Near the end of the video a person stands just to the left of the top of the falls. This gives a good perspective of the size of the falls. Hiking of the trail is strictly prohibited so don’t do what this guy was doing.
Here is some information on the falls from the City of Boulder website:
Boulder Falls Trail is closed from November 1 through April 30.
Boulder Falls is located 11 miles west of Boulder, on the north side of Boulder Canyon Drive (SR 119) between Boulder and Nederland. It consists of five acres of mining claims that were given to the City of Boulder by Charles G. Buckingham, president and co-founder of Buckingham Brothers Bank (now Norwest Bank). Buckingham had held a U.S. Patent since 1881 on the American Mill site that included the Falls.

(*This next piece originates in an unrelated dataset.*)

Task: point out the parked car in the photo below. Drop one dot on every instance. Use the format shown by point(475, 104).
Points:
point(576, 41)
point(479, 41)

He donated it to the City of Boulder for recreational purposes in 1914, hence “saving this beautiful spot from the encroachment of the great tungsten boom.”
For many years the Boulder Falls (sometimes referred to as the “Yosemite of Boulder Canyon”), was the popular destination for picnic groups. Carryalls brought visitors up for a visit to the Falls, especially after the narrow gauge railroad washed out in the great flood of 1894. When the railroad was rebuilt four years later, stage and tourist travel was diverted and the popularity of Boulder Falls declined.
Today, Boulder Falls receives heavy visitation by tourists heading to the high country from Boulder. Boulder Falls is quite lovely and well worth the brief stop for a look at the cascading water. There is a large parking area just across SR 119 from the Falls; please cross the road with care to access the short trail that leads to a viewing area. Visitors are required to stay on the main path that ends at a viewpoint just below the falls. Here you will have an excellent view of the Falls, forming where North Boulder Creek plunges approximately 70 feet to enter Middle Boulder Creek. For your safety, the area beyond the viewpoint has been closed. The rocks and water past this point are deceptively dangerous, and several people have been killed while scrambling around the falls.
“Picture Rock” is a large gray boulder located just next to the road at Boulder Falls, appropriately named for the large round hole which has framed the faces of countless visitors as they posed for photographs here. The rock eroded naturally to produce the hole and was hauled up from Boulder Creek when the “new” highway was built in the 1940s.